Suara.com - Kondisi pelaku bom bunuh diri di Pos Pantau Polres Sukoharjo di simpang Kartasura, Rofik Asharudin, dikabarkan sudah stabil dan bisa berkomunikasi.
Hal ini dijelaskan oleh Karopenmas Divisi Humas Polri, Brigjen Pol Dedi Prasetyo dalam jumpa pers di Mabes Polri, Jakarta, pada Selasa (4/6/2019).
"Sekarang lagi dilakukan perawatan kepada yang bersangkutan, semoga cepat sembuh," kata Dedi Prasetyo.
Dedi juga mengungkapkan pihaknya segera melakukan pemeriksaan pada pelaku. Saat ini, Rofik tengah dirawat di Rumah Sakit Bhayangkara, Semarang.
Baca Juga: Pelaku Bom Bunuh Diri Pospam Kartasura Disebut Sempat Menghilang
Saat menjalankan aksinya, diketahui Rofik menggunakan bom pinggang sehingga perut dan tangan kanannya terluka parah.
Berdasarkan pemeriksaan terhadap Rofik sebelumnya, pria 22 tahun ini diketahui terpapar paham ISIS.
"Dari hasil pemeriksaan pelaku ini adalah suicide bomber. Yang bersangkutan secara individu terpapar paham ISIS," jelas Dedi Prasetyo.
Di sisi lain, warga sekitar juga mengaku ada perubahan dalam kepribadian Rofik setelah dirinya pergi dari rumah selama 3 bulan.
"Sebelum pergi, dia masih sosialisasi," tutur Tumirin, salah satu tetangga pelaku.
Baca Juga: Pelaku Bom Bunuh Diri Kartasura Bekerja Sebagai Penjual Gorengan
Berdasarkan penelitian yang dilakukan oleh Fathali Moghaddam dari Universitas Georgetown, AS, ada penjelasan psikologis terkait dengan kasus Rofik ini.
Ia mengatakan, terdapat 6 fase yang harus dilalui seseorang sebelum melakukan tindakan kekerasan mematikan. Setiap tahap membutuhkan waktu, tergantung pada tingkat pemaparan seseorang terhadap ideologi kekerasan, seperti yang dilansir dari NCBI via The Conversation.
- Rasa ketidakadilan dan keinginan untuk berubah
Enam fase dimulai dari basis. Pada tahap ini, perasaan yang dimiliki oleh sebagian besar orang adalah ketidakadilan. Dalam konteks "terorisme Islam", mereka merasakan sistem internasional menindas umat Islam.
Mereka yang ingin menemukan para pelaku ketidakadilan, berarti telah memasuki fase kedua.
- Mencari 'dalang' dan mulai bertarung
Pada fase ketiga, mereka mencoba menemukan siapa di balik penindasan umat Islam.
Ketika Indonesia menganut demokrasi, kelompok-kelompok teroris menyebut negara sebagai 'pemerintahan setan'. Oleh karena itu, mereka melihat penegak hukum seperti polisi sebagai musuh.
Pada fase keempat, mereka mulai setuju untuk menggunakan segala cara, termasuk pemboman bunuh diri. Orang-orang yang setuju dengan apa yang dilakukan kelompok teroris mungkin berada pada tahap ini.
- Persiapan dan ledakan
Pada fase kelima, mereka mulai bersiap menyerang. Ekstremis menganggap persiapan (idad) sebelum serangan (amaliyat) bagian dari jihad atau pertempuran suci.
Pada kasus Rofik, ia melakukan penyerangan dengan menyiapkan dan menggunakan sabuk bom bunuh diri serta mendekati sasaran.
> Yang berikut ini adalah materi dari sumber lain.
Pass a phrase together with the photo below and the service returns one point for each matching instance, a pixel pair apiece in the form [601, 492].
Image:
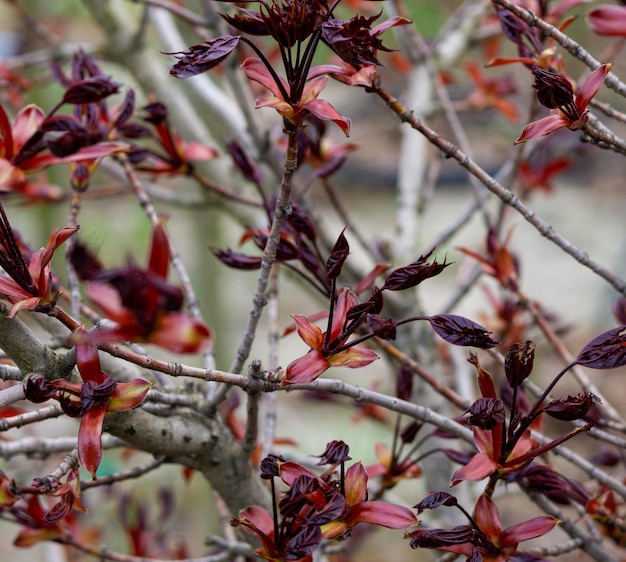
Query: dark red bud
[486, 413]
[553, 90]
[606, 351]
[413, 274]
[518, 363]
[338, 256]
[201, 58]
[459, 330]
[384, 328]
[38, 389]
[335, 453]
[435, 500]
[572, 407]
[270, 466]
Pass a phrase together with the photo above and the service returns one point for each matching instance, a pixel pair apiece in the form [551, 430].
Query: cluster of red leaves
[316, 507]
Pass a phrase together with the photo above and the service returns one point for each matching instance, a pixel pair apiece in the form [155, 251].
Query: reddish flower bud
[553, 90]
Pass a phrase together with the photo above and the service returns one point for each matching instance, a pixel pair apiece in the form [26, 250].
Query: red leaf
[90, 439]
[606, 351]
[384, 514]
[435, 500]
[459, 330]
[200, 58]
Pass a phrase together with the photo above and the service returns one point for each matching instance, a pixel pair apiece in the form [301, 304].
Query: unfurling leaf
[518, 363]
[201, 58]
[459, 330]
[606, 351]
[486, 413]
[413, 274]
[337, 257]
[91, 90]
[572, 407]
[435, 500]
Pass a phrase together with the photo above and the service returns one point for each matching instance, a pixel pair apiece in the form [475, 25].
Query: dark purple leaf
[335, 453]
[338, 256]
[200, 58]
[437, 538]
[372, 306]
[553, 90]
[518, 363]
[90, 90]
[572, 407]
[486, 413]
[304, 542]
[270, 466]
[154, 113]
[384, 328]
[251, 22]
[38, 389]
[126, 109]
[459, 330]
[413, 274]
[334, 508]
[606, 351]
[435, 500]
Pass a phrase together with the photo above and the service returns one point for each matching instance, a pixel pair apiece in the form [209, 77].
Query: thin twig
[506, 195]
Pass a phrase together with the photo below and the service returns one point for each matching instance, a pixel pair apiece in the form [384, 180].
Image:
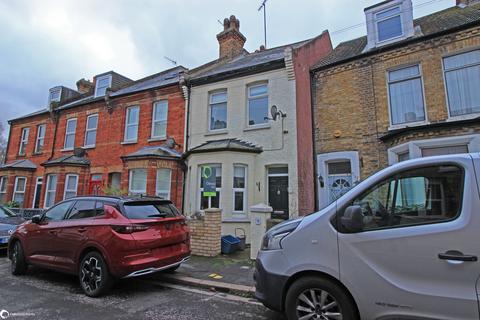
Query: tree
[3, 143]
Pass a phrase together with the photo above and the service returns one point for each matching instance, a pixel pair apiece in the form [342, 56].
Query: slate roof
[19, 164]
[243, 61]
[441, 21]
[68, 160]
[156, 151]
[226, 145]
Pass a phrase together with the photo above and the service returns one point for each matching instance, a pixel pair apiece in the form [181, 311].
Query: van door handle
[457, 256]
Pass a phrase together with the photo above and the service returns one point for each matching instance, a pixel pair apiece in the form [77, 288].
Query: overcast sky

Tahap keenam, pelaku mulai melakukan aksinya, yaitu meledakkan bom bunuh diri.
Sementara itu, Profesor psikologi Sarlito W. Sarwono menulis bahwa benih-benih ideologi ekstrem ditanam sejak usia muda dan itu bukan proses pencucian otak instan.
Oleh karena itu, mengubah ideologi ekstrem mereka tidaklah mudah. Guna mencegah paparan ideologi ekstrem, anak muda harus ditargetkan dengan nilai-nilai toleransi sejak usia muda.